Monet's painting The Rock Needle Seen Through the Porte d'Aval

A Geologist's Take on Monet

In a recent Monet Moment blog, we heard from senior interpretive specialist Stefania Van Dyke about developing the adult audio tour for Claude Monet: The Truth of Nature (October 21, 2019-February 2, 2020). Stefania mentioned how she interviewed people from outside of the Denver Art Museum as a way to gather unique perspectives on Monet’s paintings.

One particular perspective was provided by Michael Kerwin, professor of geology and director of the environmental science program at the University of Denver. In his interview, Michael noted how he was captivated by the colors in Monet’s paintings of the white chalk cliffs along the Alabaster Coast in France.

Most notably, Michael was fascinated by the fact that Monet was able to capture the cliffs with such intricate variations in color, while in actuality they are composed out of white chalk.

“It's really remarkable that these are white rocks, and yet, from painting to painting, sometimes they look gray, even black,” he said. “Other times, I see texture almost equivalent to the pink of a ponderosa pine tree in Colorado, with some red and pink and white mixed in. Other times, you get the mid-summer day where you've got the light yellows and greens. That is totally amazing as a geologist who views these cliffs as a white chalk, to be able to use the sunlight and use the mineral staining to make them almost anything but white, is really pretty special ....”

The variation of colors found in Monet’s paintings might be credited to his obsession with trying to truly encapsulate nature in its various iterations. Monet was dependent on natural light while he painted. His source of light varied by the time of day, or the type weather he encountered.

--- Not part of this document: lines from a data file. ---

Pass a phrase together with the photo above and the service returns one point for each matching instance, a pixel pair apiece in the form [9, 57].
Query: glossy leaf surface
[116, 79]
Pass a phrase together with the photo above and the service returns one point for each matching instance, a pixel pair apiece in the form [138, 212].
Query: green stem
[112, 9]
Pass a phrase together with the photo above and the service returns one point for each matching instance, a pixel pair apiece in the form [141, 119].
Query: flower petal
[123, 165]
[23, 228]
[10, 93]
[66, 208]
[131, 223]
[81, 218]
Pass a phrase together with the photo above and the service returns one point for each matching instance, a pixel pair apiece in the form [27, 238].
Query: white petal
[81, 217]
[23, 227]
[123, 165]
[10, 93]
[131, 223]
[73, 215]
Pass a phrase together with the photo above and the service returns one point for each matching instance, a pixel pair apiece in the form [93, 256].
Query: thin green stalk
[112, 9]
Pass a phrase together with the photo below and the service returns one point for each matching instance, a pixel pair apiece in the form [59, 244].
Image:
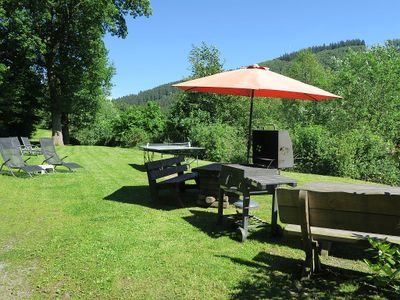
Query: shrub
[101, 131]
[362, 154]
[313, 149]
[132, 136]
[385, 265]
[222, 142]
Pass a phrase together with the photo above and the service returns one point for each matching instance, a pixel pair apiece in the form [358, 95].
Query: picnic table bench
[326, 212]
[169, 173]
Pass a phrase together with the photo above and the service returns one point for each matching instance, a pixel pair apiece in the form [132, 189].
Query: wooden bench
[160, 175]
[326, 212]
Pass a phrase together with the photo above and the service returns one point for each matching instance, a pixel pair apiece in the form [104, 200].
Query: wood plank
[179, 179]
[336, 235]
[288, 214]
[156, 174]
[358, 221]
[159, 164]
[287, 197]
[339, 201]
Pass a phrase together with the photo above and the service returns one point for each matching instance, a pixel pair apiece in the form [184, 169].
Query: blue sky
[246, 32]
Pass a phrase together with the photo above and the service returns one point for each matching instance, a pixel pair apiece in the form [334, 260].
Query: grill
[272, 149]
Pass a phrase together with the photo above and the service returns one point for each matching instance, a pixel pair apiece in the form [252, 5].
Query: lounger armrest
[4, 163]
[47, 159]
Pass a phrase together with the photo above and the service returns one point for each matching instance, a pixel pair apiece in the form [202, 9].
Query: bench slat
[375, 204]
[358, 221]
[337, 235]
[179, 179]
[159, 164]
[156, 174]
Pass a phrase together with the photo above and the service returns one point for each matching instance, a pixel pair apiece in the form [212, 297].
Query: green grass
[40, 133]
[95, 234]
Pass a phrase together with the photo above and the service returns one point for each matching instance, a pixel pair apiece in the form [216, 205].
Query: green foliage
[127, 127]
[101, 130]
[365, 155]
[163, 95]
[359, 154]
[21, 89]
[306, 68]
[370, 84]
[331, 46]
[205, 60]
[385, 265]
[222, 143]
[313, 149]
[63, 47]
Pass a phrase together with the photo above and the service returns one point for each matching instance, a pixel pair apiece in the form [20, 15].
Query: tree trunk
[56, 124]
[65, 128]
[57, 128]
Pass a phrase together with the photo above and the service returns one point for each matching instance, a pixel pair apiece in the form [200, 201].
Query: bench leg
[220, 206]
[325, 248]
[154, 194]
[312, 263]
[178, 195]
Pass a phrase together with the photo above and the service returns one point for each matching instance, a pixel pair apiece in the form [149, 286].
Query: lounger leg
[220, 206]
[178, 196]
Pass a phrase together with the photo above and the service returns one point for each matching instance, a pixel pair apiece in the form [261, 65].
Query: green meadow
[94, 233]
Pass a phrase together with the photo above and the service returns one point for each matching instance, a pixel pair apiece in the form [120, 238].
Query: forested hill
[326, 54]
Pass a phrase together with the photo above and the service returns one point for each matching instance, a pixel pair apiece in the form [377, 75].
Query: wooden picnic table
[246, 180]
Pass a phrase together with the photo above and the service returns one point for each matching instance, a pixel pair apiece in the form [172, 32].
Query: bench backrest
[379, 213]
[165, 167]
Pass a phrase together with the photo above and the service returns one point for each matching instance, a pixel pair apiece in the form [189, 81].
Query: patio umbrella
[255, 81]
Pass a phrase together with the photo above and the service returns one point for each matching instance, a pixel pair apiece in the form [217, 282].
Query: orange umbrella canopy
[255, 81]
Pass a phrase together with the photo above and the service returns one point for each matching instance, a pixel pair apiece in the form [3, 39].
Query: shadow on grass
[137, 167]
[277, 277]
[207, 222]
[140, 195]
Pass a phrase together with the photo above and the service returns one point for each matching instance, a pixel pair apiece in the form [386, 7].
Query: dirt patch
[13, 283]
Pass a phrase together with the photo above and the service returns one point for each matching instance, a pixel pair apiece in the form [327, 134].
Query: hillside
[326, 54]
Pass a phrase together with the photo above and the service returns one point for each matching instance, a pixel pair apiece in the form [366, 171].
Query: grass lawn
[95, 234]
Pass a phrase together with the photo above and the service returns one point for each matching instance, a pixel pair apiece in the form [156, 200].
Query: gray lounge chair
[28, 148]
[15, 143]
[13, 160]
[51, 156]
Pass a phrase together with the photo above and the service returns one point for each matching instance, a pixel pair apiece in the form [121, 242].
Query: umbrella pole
[250, 121]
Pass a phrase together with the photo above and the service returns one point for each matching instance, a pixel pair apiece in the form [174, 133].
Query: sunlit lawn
[95, 234]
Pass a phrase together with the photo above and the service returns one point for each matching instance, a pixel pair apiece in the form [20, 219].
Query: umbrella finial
[256, 66]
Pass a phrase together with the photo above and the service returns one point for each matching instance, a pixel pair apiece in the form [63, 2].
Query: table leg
[243, 231]
[220, 206]
[246, 205]
[274, 216]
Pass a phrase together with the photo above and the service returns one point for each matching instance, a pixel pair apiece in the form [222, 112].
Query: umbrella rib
[313, 98]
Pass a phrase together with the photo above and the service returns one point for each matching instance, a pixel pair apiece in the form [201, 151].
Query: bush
[101, 131]
[313, 150]
[385, 265]
[132, 136]
[362, 154]
[223, 143]
[358, 154]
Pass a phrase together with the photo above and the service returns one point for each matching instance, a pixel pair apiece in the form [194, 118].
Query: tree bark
[57, 128]
[65, 128]
[54, 93]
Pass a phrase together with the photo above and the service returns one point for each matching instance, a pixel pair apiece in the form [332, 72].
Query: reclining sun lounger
[12, 158]
[51, 156]
[28, 148]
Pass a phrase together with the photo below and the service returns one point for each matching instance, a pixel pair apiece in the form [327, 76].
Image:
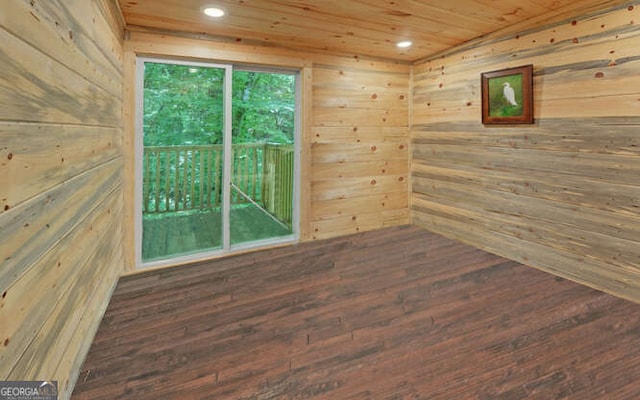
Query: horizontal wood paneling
[562, 194]
[60, 182]
[355, 139]
[359, 149]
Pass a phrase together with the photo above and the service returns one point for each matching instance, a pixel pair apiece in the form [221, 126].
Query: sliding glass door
[216, 159]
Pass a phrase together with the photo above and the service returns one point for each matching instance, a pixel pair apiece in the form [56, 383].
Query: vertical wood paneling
[562, 194]
[60, 182]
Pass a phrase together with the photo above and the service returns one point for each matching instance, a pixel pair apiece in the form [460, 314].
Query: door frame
[226, 248]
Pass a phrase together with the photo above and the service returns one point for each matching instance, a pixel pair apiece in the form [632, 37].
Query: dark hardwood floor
[395, 314]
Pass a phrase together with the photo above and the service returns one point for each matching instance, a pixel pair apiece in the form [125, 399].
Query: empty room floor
[398, 313]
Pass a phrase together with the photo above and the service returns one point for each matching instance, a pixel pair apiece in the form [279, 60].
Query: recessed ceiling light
[213, 12]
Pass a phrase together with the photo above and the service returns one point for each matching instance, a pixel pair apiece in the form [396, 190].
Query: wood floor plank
[397, 313]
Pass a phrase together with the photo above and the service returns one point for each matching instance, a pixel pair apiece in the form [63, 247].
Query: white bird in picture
[509, 95]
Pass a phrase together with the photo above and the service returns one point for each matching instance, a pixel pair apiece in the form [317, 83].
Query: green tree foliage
[183, 105]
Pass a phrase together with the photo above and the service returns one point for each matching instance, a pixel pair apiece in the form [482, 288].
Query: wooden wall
[355, 135]
[562, 194]
[60, 182]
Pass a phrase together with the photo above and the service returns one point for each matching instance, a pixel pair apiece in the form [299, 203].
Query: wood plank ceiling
[353, 27]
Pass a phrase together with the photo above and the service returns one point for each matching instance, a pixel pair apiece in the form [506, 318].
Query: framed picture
[507, 96]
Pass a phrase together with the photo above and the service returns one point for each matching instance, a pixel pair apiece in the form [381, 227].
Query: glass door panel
[183, 159]
[262, 156]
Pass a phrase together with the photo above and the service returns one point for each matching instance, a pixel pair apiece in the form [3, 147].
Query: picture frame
[507, 96]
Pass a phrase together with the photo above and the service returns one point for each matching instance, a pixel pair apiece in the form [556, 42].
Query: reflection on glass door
[217, 159]
[183, 160]
[262, 190]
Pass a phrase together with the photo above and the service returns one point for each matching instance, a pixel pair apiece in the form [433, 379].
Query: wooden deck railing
[181, 178]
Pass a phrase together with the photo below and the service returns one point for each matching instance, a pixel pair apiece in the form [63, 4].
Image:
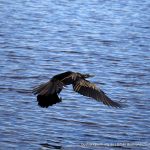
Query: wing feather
[88, 89]
[48, 88]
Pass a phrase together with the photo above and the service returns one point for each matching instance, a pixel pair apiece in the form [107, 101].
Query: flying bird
[47, 93]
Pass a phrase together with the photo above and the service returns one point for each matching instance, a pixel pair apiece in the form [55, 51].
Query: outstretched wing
[48, 88]
[69, 78]
[86, 88]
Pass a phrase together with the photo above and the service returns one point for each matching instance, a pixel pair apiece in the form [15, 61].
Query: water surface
[110, 39]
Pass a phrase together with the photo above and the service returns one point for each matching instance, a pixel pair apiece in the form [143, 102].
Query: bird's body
[47, 93]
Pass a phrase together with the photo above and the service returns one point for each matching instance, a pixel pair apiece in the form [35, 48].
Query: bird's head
[87, 75]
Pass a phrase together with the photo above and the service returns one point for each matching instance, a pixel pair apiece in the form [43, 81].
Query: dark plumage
[47, 93]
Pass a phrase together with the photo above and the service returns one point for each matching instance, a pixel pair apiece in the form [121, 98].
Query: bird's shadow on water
[50, 146]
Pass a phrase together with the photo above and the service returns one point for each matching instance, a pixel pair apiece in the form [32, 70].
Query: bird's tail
[48, 100]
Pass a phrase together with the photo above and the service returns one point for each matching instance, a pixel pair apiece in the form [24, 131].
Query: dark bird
[47, 93]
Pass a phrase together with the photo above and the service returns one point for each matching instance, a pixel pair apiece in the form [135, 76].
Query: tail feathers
[48, 100]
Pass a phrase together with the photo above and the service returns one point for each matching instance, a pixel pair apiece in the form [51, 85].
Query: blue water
[110, 39]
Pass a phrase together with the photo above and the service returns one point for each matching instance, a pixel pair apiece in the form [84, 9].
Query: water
[110, 39]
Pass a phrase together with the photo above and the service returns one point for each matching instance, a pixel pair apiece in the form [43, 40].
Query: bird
[47, 93]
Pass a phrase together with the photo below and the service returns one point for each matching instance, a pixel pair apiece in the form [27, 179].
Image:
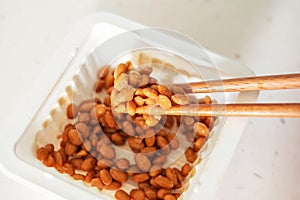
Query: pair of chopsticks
[273, 82]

Monet’s series of paintings offer viewers glimpses or moments he was able to capture on his journey to find the truth of nature.

Colorado Connections

Interestingly enough, Michael tied Monet’s paintings to the landscapes here in Colorado. For example, he noted that the rocks in The Rock Needle Seen through the Porte d’Aval (above) look like a fire scar in the bark of a ponderosa pine. “The first time I looked at this painting, it was like, is that a tree? And of course, it's not. It's the cliff, and he does show the white rock in there, but the way that he creates the texture with the dark red and gray and black, and it almost has a pattern that honestly looks identical to a fire scar in a ponderosa pine tree.”

photo of the base of a ponderosa pine with a burn scar
This photo by n_yoder is licensed under CC BY-NC-ND 2.0

He also wondered what would have happened if Monet had ever painted the Maroon Bells (two mountains near Aspen). “I think that if Monet were to have had the opportunity to paint the Maroon Bells, I bet he would show us all sorts of grays and yellows and blues and things that are in the rocks, but things that [we] Colorado people maybe have never seen.”

Image at top: Claude Monet, The Rock Needle Seen through the Porte d'Aval, 1885–86. Oil on canvas; 28 ¾ x 36 ¼ in. (73 x 92 cm). Private collection.

Giovanni Cantor is the interpretive fellow in the learning and engagement department. His favorite Monet factoid is that he was his own harshest critic. It is believed that Monet destroyed over 500 of his own paintings.